Dan zal de Staatssecretaris het overnemen en de vragen beantwoorden die meer gaan over de nationale defensie-industrie en de instrumenten die wij hebben om die te stimuleren. Ook beantwoordt hij de vragen over de munitieproductie in Nederland. Daar zijn veel vragen over gesteld. Verder beantwoordt hij vragen over inkoopbeleid en personeel. Ik denk dat ik dan de belangrijkste vragen heb gehad. Innovatie is ook genoemd.
Dan zal de Minister van Economische Zaken vragen beantwoorden die meer te maken hebben met hoe de defensiemarkt eruitziet: de marktordening. Hoe verhoudt de defensiemarkt zich tot de overheid en de economie? Er zijn diverse vragen gesteld over grondstoffen, die de Minister van Economische Zaken zal beantwoorden, evenals de vragen over het Draghi-rapport. Doe ik hem dan tekort? Volgens mij hebben we dan alle thema's gehad. Als er dan nog overige vragen zijn, kijken we bij wie we die in de schoenen kunnen schuiven. Mis ik nog iets? Nee.
Laat ik dan kort beginnen met een paar meer algemene woorden vooraf. Dat sluit ook aan op de vraag die de heer Nordkamp stelde. Hij vroeg waarom dit thema voor ons als kabinet zo belangrijk is en waarom we er zo veel prioriteit aan geven, zoals jullie ook in de Defensienota konden zien. Dat is omdat wij de noodzaak inzien om onze krijgsmacht te versterken, om alle dreigingen waar we als Nederland en Europa mee te maken hebben het hoofd te kunnen bieden. We zien in alle plannen en de ambitie die we daarin hebben, dat we tegen de grenzen aanlopen van wat de industrie kan leveren.
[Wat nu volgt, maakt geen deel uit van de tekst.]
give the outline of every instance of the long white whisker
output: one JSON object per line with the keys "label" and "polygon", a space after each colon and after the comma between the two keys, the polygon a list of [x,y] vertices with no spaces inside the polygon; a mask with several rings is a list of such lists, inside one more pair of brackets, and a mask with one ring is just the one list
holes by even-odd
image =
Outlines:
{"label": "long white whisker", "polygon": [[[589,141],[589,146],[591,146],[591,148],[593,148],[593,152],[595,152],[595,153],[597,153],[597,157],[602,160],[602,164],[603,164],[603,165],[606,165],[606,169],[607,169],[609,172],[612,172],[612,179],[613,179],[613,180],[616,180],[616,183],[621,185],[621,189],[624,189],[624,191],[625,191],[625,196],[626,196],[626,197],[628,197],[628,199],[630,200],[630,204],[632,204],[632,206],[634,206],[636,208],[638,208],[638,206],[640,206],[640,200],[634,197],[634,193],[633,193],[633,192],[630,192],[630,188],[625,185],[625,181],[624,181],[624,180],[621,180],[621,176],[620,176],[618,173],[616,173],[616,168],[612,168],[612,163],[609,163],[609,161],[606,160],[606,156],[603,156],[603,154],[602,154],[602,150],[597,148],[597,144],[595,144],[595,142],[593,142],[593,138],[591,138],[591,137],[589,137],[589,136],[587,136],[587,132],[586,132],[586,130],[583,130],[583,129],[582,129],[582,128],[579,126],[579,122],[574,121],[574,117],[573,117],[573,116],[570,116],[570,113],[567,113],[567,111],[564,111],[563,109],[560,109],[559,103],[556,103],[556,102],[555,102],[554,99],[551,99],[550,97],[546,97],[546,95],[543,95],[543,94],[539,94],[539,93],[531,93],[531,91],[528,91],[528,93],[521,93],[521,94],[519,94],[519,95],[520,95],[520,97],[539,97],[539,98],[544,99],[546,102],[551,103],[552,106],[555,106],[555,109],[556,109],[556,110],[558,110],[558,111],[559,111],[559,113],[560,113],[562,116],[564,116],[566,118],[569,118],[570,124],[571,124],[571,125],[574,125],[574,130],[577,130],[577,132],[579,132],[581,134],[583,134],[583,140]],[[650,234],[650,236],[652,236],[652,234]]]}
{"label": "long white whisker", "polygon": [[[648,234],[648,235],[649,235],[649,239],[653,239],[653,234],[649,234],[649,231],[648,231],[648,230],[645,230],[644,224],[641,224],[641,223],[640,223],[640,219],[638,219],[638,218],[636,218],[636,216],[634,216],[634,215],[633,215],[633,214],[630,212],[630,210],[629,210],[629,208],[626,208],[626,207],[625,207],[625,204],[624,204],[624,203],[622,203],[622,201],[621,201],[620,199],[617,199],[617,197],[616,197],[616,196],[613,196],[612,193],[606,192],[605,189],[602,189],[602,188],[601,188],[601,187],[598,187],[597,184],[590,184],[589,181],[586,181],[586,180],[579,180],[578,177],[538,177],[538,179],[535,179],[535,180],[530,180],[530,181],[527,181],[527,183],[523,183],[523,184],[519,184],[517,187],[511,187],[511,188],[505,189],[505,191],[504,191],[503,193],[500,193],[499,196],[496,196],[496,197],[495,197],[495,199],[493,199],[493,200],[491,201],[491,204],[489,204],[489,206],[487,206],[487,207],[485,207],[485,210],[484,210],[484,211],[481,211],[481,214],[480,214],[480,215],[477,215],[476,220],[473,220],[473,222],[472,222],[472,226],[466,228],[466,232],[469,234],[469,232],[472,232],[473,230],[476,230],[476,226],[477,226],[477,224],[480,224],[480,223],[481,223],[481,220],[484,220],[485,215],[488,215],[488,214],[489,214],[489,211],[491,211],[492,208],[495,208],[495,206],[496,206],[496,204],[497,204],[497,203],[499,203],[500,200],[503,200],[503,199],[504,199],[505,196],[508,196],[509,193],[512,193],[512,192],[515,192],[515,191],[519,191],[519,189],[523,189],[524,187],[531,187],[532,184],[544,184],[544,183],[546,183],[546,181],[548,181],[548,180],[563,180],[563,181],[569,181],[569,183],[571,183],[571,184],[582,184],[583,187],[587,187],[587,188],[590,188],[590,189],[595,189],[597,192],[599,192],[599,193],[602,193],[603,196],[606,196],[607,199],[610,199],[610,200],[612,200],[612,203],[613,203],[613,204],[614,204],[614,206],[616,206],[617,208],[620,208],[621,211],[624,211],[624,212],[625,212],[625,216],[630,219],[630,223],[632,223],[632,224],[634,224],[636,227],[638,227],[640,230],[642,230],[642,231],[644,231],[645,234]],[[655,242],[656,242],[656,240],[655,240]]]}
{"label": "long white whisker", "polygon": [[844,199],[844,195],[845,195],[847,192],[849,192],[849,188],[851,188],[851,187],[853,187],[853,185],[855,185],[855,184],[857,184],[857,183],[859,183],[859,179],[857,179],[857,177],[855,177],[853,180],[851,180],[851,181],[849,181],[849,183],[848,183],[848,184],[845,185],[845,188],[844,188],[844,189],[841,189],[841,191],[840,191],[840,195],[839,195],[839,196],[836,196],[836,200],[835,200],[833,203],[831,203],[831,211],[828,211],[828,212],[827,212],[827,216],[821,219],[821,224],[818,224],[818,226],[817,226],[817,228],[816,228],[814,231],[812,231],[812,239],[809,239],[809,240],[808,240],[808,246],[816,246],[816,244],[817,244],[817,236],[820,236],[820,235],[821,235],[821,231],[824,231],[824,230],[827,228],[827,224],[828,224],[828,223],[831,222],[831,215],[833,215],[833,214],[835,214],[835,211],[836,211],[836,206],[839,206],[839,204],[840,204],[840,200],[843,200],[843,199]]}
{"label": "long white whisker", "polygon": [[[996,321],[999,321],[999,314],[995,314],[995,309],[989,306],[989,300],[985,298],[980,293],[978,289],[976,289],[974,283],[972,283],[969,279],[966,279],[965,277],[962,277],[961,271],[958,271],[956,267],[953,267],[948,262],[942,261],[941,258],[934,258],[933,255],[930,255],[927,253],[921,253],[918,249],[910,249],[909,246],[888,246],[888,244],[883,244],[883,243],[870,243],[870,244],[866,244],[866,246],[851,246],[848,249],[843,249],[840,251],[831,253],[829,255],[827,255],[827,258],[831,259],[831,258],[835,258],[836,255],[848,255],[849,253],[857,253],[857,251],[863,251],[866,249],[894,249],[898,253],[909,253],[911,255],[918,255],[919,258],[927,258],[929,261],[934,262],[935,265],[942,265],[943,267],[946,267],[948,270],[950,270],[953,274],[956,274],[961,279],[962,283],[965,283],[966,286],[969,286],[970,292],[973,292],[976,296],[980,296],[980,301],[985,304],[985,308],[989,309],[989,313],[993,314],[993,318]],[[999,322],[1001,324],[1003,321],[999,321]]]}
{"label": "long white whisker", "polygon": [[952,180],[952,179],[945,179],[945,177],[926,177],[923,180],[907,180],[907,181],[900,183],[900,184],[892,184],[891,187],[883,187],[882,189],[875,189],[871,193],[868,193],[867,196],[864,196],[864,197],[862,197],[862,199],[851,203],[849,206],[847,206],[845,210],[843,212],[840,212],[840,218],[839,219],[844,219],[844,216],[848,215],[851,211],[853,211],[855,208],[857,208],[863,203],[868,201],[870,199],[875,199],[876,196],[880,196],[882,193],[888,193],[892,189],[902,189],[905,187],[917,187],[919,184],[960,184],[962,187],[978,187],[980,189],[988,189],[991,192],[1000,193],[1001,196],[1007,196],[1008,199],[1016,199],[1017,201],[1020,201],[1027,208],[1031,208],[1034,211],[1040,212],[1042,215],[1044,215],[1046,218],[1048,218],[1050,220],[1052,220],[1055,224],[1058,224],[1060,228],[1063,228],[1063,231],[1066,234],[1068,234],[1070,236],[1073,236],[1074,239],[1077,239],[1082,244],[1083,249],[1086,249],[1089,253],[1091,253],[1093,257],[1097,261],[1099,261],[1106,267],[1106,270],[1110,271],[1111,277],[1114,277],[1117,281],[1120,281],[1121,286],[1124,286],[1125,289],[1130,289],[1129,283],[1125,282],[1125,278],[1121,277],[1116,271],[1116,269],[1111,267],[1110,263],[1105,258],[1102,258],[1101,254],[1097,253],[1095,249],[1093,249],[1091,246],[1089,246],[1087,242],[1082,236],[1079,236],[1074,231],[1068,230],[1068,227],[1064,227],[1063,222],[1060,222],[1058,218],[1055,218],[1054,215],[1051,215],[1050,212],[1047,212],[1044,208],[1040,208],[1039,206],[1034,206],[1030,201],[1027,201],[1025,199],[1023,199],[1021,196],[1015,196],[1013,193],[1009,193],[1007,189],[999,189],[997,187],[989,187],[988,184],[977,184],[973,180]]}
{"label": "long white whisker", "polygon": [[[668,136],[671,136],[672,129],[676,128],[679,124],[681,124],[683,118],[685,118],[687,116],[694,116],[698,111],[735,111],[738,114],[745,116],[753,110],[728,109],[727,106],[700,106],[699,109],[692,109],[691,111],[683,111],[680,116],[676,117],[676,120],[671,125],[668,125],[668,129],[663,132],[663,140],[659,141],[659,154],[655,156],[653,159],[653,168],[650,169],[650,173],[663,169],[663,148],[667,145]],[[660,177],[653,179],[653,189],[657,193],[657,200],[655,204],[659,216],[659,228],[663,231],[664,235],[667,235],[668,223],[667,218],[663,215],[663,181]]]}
Dat uit zich heel concreet als volgt: als wij wapensystemen of munitie willen bestellen, hebben we te maken met lange levertijden. Dan geef ik ook meteen een antwoord op de heer Nordkamp: je ziet dat daardoor ook de prijzen oplopen. Dan lijkt het of de defensiemarkt groeit, omdat de P, de prijs, toeneemt, maar eigenlijk zouden we willen dat de Q toeneemt: dat er meer wordt geproduceerd. Daardoor gaat de prijs omlaag en hebben we meer spullen om onze krijgsmacht te versterken en ervoor te zorgen dat we de potentiële strijd en het potentiële gevecht langer volhouden.
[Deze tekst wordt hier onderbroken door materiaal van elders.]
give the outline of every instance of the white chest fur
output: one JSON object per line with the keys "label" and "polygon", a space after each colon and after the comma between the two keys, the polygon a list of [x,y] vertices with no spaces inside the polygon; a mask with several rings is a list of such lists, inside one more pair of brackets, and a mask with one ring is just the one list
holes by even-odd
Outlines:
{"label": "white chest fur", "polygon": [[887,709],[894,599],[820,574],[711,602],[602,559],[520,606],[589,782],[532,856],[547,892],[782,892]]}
Daarom hebben we in de Defensienota ook gezegd, zoals u heeft kunnen zien, dat het stimuleren van de defensie-industrie – het voeren van een actieve agenda daarop en het vrijmaken van extra budget – een van de prioriteiten voor de komende jaren is. We maken daar per jaar ongeveer 150 miljoen voor vrij, specifiek om de industrie te stimuleren. Dat telt over meerdere jaren op tot meer dan een miljard. Maar het is meer dan dat. Het heeft niet alleen te maken met die specifieke gelden om de industrie te stimuleren, maar we kijken bij alle investeringen en aankopen die we doen, hoe we dat samen met de industrie doen. Deze week heeft de Staatssecretaris een heleboel brieven gestuurd waarin we concreet aangeven wat wij allemaal aankopen en bestellen. Natuurlijk is dat een directe stimulans voor de industrie, maar het zijn vaak meerjarige trajecten en er zit ook vaak de vraag bij hoe we ervoor zorgen dat we daarmee ook innovatie stimuleren en in partnerschappen met de defensie-industrie samenwerken bij dat soort wapensystemen.
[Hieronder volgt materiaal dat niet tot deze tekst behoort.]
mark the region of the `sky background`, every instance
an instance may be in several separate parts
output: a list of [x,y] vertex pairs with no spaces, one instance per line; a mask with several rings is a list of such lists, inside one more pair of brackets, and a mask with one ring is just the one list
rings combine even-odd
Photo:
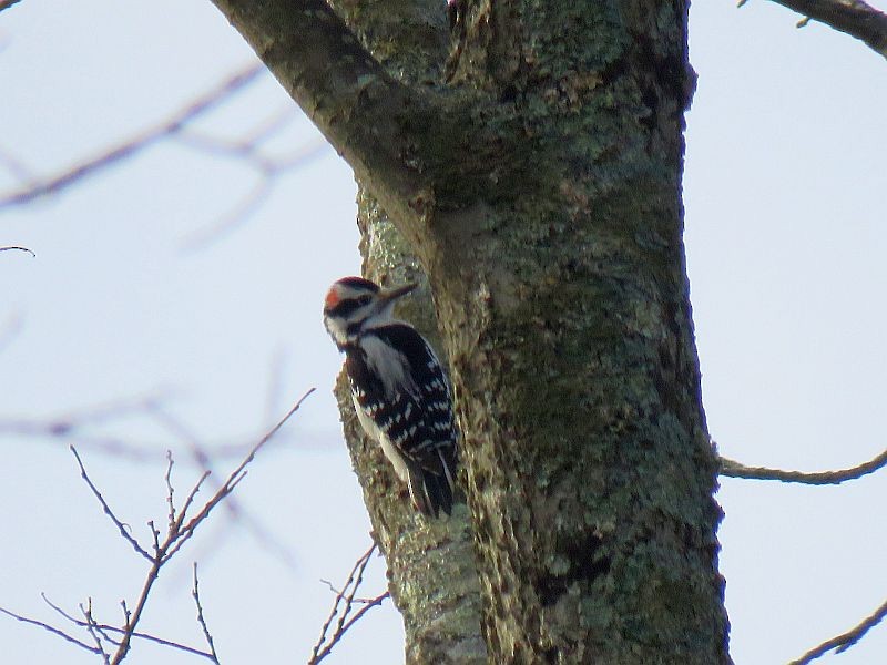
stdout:
[[[884,7],[883,2],[876,2]],[[885,448],[887,66],[847,35],[758,0],[697,0],[684,181],[692,303],[712,436],[748,464],[825,470]],[[0,13],[0,198],[167,119],[254,60],[206,0],[24,0]],[[202,646],[190,595],[200,561],[223,663],[304,662],[369,522],[332,387],[341,358],[320,323],[334,279],[359,272],[350,170],[267,74],[202,117],[236,139],[278,122],[273,181],[238,224],[257,171],[182,140],[28,206],[0,208],[0,606],[54,621],[40,597],[120,621],[145,562],[102,514],[68,450],[133,534],[165,523],[165,450],[179,501],[191,443],[248,446],[317,391],[167,570],[143,630]],[[10,157],[18,165],[9,163]],[[6,166],[6,167],[3,167]],[[16,167],[11,167],[16,166]],[[228,219],[230,221],[230,219]],[[110,407],[110,417],[96,409]],[[34,424],[93,415],[71,436]],[[75,436],[74,436],[75,434]],[[124,441],[139,456],[102,441]],[[137,459],[136,459],[137,457]],[[225,475],[236,457],[221,459]],[[206,493],[202,493],[206,497]],[[728,480],[721,567],[737,664],[785,663],[887,597],[887,472],[837,488]],[[371,564],[365,593],[385,587]],[[0,616],[2,661],[94,663]],[[887,626],[822,663],[887,661]],[[194,663],[137,643],[133,664]],[[402,662],[387,603],[330,663]]]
Er is ook een aantal gebieden waarvan we hebben gezegd dat ze veelbelovend zijn en waarin Nederland een belangrijke rol kan spelen. Die vraag is ook op verschillende manieren gesteld. Het is daarbij belangrijk om vraag en aanbod bij elkaar te brengen. Dat gaat traditioneel gezien niet altijd vanzelf. Mevrouw Van der Wal noemde het de vraag van de kip of het ei. Het gebeurt mij in de eerste maanden als Minister best vaak dat bedrijven zeggen: geef ons nou de specifieke orders; bestel heel specifiek wat jullie nodig hebben. En dan moeten wij zeggen: ja, maar we weten niet zo goed wat jullie over vijf of acht jaar kunnen leveren. We kunnen niet voor zo'n lange periode precies aangeven wat die specificaties zijn. Dat is één.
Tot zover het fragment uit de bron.